Este momentáneo y abrumador bienestar sensual precede a la agonía, que viene acompañada por lágrimas hirvientes.

Los días que siguieron a ese breve intercambio de palabras fueron una mescolanza de excitación e inseguridad a partes iguales. Confundida, ella intentó buscarle una explicación a tal cantidad de deseo insatisfecho por una persona que bien podría ser su padre.

Un día de otros tantos entró a la bodega para acomodarla por orden de la encargada. Lo vio en un rincón, guardando sus cosas para irse. Pasó a su lado sin detenerse pero él la tomó del brazo con violencia y la puso contra la pared aprisionándola con su cuerpo y besándola sin darle tiempo a nada más.

Sus rudas caricias disolvieron uno a uno sus prejuicios y los dientes sobre su piel arrancaron sus reticencias con seguridad abrumadora.

La despojó de su ropa con la habilidad que sólo puede dar la experiencia y arrancó de su garganta notas musicales que acompañaron a la perfección el rumor de sus embestidas, formando aquella melodía ancestral y a la vez desconocida, siempre inconclusa.

Cae de rodillas lanzando el suéter al otro extremo de la habitación, como si su contacto la hubiera contaminado. La salina sustancia que brota de sus retinas cae dejando surcos profundos en su piel.

El avance de la araña negra es inevitable. Luego de acabar con su esencia, corazón y pulmones, avanza hacia las cuerdas vocales mordiendo con sádico placer, dejando telarañas y huevecillos por doquier. Agotada se sienta a esperar el final.

– Tenemos que hablar – dijo él unos días después de lo sucedido en la bodega.

– Estoy ocupada ¿no lo ves?

– No puedes evitarlo por siempre.

– No sé qué pensar, todo fue un error. Prácticamente me acosté con mi padre, aunque tú no lo seas.

– Sólo te diré una cosa: Te quiero. Pero sé que estás “fresca” y buscarás sangre joven, te lo mereces. Sin embargo, piénsalo. Conmigo tendrás todo lo que jamás conseguirías con otro.

Unas horas después lo encontró haciéndole el amor a la dueña del negocio. Aspiró fuerte y sintió que algo se introducía por su garganta produciéndole un ligero dolor.

– ¡Espera! lo que vist…

– ¡Vete al carajo! ¿Entiendes? Sólo vete al carajo – dijo sin saber cómo reaccionar y huyó cobardemente.

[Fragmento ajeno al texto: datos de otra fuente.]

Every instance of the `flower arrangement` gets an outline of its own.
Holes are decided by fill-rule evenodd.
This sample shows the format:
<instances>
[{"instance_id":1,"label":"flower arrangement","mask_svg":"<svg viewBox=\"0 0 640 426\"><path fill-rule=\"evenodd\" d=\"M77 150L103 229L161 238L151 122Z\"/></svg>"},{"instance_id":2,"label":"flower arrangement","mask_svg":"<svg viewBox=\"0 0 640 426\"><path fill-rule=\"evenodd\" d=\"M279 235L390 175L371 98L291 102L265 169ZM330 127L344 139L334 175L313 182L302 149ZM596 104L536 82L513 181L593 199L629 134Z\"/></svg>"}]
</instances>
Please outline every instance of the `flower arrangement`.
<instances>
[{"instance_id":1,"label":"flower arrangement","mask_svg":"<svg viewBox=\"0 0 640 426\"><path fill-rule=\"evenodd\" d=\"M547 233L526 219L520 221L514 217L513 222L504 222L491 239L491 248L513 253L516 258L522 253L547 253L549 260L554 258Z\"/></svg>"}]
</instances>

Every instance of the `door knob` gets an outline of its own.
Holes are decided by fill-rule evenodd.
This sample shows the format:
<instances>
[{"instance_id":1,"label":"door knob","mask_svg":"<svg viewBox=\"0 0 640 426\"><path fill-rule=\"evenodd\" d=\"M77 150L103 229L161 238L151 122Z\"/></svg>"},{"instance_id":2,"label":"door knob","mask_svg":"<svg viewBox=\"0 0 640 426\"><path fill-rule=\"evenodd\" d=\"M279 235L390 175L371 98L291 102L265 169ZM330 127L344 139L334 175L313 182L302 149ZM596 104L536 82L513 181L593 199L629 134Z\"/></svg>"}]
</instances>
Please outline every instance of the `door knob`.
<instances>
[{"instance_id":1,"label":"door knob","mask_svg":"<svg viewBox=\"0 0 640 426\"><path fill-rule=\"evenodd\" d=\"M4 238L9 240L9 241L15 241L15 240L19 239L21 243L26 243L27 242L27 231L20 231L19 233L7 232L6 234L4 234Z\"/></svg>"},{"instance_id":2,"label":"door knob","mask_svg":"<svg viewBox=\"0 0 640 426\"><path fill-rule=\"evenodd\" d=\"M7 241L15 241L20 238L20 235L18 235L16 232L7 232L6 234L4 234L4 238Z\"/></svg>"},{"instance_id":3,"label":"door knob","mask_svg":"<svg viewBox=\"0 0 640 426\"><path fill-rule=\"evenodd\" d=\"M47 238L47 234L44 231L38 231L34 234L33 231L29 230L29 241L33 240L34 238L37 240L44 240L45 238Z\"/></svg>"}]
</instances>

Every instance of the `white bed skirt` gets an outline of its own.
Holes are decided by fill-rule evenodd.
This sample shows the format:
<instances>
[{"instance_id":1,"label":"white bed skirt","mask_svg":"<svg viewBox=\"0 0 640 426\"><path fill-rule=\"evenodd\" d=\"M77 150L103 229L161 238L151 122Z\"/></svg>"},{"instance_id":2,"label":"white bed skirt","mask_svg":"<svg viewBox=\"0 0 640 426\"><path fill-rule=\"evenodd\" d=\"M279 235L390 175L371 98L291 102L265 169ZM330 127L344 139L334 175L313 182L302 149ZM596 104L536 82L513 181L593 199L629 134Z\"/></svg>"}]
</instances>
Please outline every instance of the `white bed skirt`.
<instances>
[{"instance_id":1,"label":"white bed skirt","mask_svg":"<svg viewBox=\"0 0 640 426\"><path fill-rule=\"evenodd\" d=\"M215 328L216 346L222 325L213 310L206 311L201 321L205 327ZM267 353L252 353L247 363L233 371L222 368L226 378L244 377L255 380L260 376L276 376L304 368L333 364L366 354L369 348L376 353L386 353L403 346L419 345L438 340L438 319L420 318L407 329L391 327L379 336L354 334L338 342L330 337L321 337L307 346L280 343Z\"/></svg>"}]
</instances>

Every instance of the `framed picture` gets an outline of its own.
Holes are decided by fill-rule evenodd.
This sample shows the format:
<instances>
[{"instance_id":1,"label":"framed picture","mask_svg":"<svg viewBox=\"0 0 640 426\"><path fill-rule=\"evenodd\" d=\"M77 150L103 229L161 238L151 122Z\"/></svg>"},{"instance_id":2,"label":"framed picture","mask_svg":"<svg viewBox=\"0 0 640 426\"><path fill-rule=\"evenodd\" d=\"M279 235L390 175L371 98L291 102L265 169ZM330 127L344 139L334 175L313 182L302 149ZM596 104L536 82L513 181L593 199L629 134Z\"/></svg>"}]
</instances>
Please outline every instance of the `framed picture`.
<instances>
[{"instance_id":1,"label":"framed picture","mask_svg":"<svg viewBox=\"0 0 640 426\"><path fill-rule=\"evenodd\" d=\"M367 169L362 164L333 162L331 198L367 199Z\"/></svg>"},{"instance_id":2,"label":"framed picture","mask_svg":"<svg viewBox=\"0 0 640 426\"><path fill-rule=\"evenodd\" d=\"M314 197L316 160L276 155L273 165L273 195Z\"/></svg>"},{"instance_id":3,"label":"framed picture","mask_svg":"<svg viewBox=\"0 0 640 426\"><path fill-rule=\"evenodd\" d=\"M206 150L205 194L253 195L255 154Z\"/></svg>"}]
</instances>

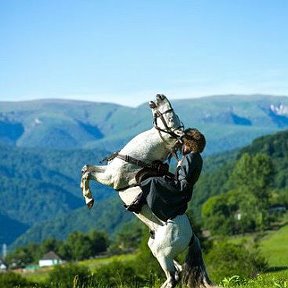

Finalmente el arácnido termina con sus cuerdas vocales, separando el alma del resto de su cuerpo. Su mano choca contra las tijeras con las que se arrancó el cabello, ve las manchas de sangre sobre la superficie negra y luego su mano atravesada por un corte longitudinal.

Arcadas la invaden de pronto hasta que expulsa por fin a la araña, cubierta de una membrana amarillenta. Sonríe y mira a la desconocida del espejo. Ha matado su fugaz placer y con ello a su propio yo.